There were no differences in baseline characteristics of patients including liver function at start of treatment and etiology between the ATZ+BEV and HAIC treatment groups, but most patients in our study with HCC who received HAIC had active hepatitis C virus (HCV) infection before the introduction of direct-acting antivirals. We have reported the crucial role of HCV eradication in the survival outcomes of advanced HCC patients treated with sorafenib (19). Given the historical context, HAIC might be more effective than ATZ+BEV for HCC with PVTT.
Kosaka Y et al. have previously highlighted that the synergy of HAIC and radiation therapy could improve outcomes for HCC with the main trunk PVTT (20). Despite this, our analysis revealed no disparity in median survival rates irrespective of radiation therapy inclusion (data not shown).

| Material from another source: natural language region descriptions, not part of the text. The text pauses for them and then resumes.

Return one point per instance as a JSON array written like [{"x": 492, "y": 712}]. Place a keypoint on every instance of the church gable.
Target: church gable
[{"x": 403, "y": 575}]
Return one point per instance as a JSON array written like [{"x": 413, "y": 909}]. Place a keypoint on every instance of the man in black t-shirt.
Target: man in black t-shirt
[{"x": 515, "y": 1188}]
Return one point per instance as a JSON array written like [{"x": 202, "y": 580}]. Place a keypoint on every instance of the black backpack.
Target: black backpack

The study’s limitations include its single-center nature and a limited number of participants. The diversity across stages of HCC and varied treatment timelines adds complexity to the analysis. Ideally, aligning participant groups based on liver function, stage of HCC, and line of treatment would refine the study, though this proved impractical with the small cohort size. An evaluation of adverse events linked to the treatment modalities was beyond the scope of this study.
Tailored and interdisciplinary treatment approaches stand as pivotal for enhancing prognoses in advanced HCC patients with PVTT. Recent findings by Simose S et al. suggest that combining lenvatinib with transcatheter intra-arterial therapy may improve prognosis over lenvatinib monotherapy in advanced-stage HCC patients (21). Consequently, a combination therapy involving both ATZ+BEV and HAIC might emerge as a highly efficacious treatment strategy.
Conclusion
No significant differences in OS and response rates were observed between ATZ+BEV and HAIC treatments. Further research is necessary to identify the optimal treatment approach for advanced HCC with PVTT.
Conflicts of Interest
The Authors declare no competing interests in relation to this study.
Authors’ Contributions
A.K., M.Y., A.M., and K.M. designed the study. A.K., Y.K, S.N., K.T., and M.Y. assisted with the data analyses. A.K. wrote the initial draft of the manuscript. M.Y. contributed to the analysis and interpretation of the data. M.Y., A.M., and K.M. assisted in the preparation and critical review of the manuscript. All Authors approved the final version of the manuscript and agreed to be accountable for all aspects of the work.
Acknowledgements
The Authors are grateful to Y. Ishibashi for assistance with manuscript preparation.